■「初級編・中級編・上級編」能力別研修も導入

隙の無い警備を行うため、もう1つ重要なのが警護員の能力向上と育成です。安倍氏銃撃では、そばにいた警護員が銃声の音を識別できなかったり、とっさの危機回避措置を取れなかったりしたことが問題とされました。

警護員は、各道府県警察や管区警察局の学校で受ける指導のほか、警護の実践経験が豊富な警視庁警備部への1年程度の「短期留学」も行われています。また、これまでは能力や経験に差があっても同じ内容の研修を受けていましたが、事件後は、初級、中級、上級など能力別で研修し始めたことに加えて、警視庁警備部への研修生も増やす方針で、いまの2倍を目指すとしています。

2021年に行われた訓練の様子


これまでも、そしてこれからも、警視庁での研修を軸に全国警察の警護員の育成が続いていくことになります。しかし、警察庁幹部の1人は、こうした警視庁への依存体質が、地方の警察に警護のノウハウを蓄積できなかった原因ではないかと指摘します。

「地方の幹部に、警視庁で研修させればそれで終わりという考えはなかったか。人手不足と組織の縦割りの中で、安易な前例踏襲主義に陥っていなかったか。奈良県警だけの問題ではない」

今後は、警視庁が持つノウハウを地元に帰った研修生たちがどのように根付かせていくかも重要な課題です。

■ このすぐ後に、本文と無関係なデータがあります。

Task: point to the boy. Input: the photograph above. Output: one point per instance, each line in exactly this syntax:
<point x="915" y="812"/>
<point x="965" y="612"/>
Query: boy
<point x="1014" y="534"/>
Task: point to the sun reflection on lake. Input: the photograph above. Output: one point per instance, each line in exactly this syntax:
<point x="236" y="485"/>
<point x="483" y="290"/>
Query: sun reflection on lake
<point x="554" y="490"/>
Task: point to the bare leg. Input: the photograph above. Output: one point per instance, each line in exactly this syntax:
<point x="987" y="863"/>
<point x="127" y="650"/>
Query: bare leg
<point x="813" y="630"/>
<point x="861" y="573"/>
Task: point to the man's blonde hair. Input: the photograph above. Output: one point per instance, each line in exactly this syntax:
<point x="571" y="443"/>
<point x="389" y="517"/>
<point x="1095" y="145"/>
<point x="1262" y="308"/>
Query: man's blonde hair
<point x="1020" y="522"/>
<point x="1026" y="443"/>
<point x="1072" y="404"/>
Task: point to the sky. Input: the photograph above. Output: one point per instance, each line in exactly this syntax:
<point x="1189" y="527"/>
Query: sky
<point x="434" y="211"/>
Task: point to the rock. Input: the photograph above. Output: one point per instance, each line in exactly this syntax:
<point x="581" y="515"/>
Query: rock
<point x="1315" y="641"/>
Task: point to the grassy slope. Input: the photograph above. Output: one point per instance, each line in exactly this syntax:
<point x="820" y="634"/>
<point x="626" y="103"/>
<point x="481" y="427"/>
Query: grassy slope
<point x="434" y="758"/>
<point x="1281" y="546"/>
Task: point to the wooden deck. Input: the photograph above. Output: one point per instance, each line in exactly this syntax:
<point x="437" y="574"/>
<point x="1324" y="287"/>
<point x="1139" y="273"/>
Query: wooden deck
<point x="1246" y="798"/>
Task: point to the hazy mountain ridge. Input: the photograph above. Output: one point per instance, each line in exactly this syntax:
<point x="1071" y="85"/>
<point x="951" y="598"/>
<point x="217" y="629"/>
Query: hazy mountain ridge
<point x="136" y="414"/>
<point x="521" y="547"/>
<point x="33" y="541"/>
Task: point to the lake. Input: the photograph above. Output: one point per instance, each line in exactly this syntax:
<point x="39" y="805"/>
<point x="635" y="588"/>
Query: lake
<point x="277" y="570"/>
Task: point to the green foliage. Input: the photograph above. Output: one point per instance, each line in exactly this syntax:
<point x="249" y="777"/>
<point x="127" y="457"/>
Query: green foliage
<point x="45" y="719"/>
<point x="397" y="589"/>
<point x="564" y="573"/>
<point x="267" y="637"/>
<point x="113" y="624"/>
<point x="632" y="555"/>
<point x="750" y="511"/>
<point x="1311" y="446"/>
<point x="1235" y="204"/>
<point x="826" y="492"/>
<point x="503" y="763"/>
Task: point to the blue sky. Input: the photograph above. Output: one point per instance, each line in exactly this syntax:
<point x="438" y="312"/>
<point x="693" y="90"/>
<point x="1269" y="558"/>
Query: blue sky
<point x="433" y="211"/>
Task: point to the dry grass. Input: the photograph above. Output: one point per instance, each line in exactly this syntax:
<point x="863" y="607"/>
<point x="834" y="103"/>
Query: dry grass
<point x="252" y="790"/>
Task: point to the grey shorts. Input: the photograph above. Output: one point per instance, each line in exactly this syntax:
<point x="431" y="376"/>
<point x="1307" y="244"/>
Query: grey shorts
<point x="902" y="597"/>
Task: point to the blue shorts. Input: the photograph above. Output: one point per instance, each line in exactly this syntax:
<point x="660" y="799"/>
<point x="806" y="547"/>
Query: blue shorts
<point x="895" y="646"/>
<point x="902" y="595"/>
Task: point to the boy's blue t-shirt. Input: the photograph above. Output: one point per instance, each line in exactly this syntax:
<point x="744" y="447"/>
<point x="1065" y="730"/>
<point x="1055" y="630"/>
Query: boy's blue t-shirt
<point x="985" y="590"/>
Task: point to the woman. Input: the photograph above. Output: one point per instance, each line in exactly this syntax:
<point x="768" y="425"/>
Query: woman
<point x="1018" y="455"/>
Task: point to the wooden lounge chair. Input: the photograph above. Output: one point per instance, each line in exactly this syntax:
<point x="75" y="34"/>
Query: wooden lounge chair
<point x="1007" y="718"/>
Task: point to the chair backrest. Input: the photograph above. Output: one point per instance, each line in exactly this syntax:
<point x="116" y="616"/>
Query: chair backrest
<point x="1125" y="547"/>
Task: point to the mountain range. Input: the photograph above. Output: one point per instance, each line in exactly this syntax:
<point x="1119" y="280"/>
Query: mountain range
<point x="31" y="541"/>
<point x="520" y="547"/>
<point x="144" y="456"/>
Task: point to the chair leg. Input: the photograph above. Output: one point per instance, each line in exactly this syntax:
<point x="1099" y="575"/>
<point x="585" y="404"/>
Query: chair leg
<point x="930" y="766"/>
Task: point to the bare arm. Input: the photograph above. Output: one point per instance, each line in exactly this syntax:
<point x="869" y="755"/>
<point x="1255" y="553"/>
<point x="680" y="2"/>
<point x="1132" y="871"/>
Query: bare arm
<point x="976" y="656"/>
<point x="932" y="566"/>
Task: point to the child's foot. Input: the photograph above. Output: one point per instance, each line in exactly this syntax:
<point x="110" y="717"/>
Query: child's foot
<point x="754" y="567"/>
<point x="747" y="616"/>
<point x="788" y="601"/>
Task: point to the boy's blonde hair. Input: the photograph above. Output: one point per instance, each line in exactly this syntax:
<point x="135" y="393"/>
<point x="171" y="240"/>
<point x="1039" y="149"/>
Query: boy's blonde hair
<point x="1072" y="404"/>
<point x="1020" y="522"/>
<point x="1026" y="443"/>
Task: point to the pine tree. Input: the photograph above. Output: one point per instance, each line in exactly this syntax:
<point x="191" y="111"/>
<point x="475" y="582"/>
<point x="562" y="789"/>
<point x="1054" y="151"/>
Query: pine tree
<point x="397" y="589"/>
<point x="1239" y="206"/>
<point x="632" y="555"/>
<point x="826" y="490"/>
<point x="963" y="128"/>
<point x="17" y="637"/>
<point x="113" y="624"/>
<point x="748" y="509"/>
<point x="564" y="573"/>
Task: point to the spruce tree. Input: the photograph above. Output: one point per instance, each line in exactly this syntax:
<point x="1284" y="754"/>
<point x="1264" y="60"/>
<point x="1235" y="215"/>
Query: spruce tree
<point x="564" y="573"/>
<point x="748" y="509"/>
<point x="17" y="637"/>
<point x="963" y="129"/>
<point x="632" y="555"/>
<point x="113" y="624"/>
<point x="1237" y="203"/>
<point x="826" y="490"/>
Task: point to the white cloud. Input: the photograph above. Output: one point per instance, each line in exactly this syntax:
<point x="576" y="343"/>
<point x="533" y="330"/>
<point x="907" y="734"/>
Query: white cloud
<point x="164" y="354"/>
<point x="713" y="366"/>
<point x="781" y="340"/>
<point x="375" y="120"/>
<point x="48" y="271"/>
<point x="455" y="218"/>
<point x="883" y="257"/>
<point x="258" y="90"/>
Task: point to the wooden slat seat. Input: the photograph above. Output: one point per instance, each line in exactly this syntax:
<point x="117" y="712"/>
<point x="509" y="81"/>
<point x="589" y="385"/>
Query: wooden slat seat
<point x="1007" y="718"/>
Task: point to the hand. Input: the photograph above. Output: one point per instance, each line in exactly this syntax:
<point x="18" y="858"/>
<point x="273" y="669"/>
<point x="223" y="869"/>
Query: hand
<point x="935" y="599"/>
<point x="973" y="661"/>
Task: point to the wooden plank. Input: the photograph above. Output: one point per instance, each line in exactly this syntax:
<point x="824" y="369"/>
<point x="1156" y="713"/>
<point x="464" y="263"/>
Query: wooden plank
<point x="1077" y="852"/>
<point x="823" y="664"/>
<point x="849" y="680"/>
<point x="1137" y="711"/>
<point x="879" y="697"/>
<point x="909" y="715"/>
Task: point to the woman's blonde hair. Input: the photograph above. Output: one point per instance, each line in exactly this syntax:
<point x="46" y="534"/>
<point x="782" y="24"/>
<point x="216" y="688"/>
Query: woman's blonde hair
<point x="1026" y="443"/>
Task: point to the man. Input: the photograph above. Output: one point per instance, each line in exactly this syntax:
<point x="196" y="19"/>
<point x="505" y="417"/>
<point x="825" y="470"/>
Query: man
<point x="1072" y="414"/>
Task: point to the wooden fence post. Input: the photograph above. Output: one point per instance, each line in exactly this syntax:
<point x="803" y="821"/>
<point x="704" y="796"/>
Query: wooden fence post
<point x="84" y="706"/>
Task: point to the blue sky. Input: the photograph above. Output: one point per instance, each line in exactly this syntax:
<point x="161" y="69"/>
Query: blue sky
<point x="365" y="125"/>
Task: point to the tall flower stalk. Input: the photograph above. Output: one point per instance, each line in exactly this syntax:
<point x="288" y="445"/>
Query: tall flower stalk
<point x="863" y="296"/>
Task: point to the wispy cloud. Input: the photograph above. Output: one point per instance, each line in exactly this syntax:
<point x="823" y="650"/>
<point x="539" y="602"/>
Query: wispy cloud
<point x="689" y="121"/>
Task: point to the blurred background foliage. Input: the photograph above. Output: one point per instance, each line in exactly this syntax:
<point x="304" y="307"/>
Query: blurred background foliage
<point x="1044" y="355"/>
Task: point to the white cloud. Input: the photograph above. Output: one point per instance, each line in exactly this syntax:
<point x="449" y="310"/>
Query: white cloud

要人警護は「100点か、0点」。安倍元総理を守ることが出来なかった警察、警護員は厳しい批判に晒されました。とは言え、自分の命を盾に人の命を守る警護の仕事は過酷です。
原則、日中は警護対象者と行動を共にし、一緒に食事をすることもあります。他の人には知られてはいけない政治家の秘密を知ることだってあり得るでしょう。

■「ビジネスライク」では務まらない2人の関係

長年警護に携わってきた警察幹部は、警護員と守られる政治家の間には特別な絆があるといいます。

数年前、ある与党の有力政治家が事故を起こした際、警護員は身内である警察幹部から何度となく容体やけがの程度について聞かれても、答えることは無かったと言います。警察庁幹部も、当時のことについて「絆を感じた。ビジネスライクな関係で務まる仕事じゃないよね」と振り返ります。
2度と悲劇を繰り返さないため、警察と警護対象の双方がいかに信頼関係を積み上げていくかが問われ続けることになります。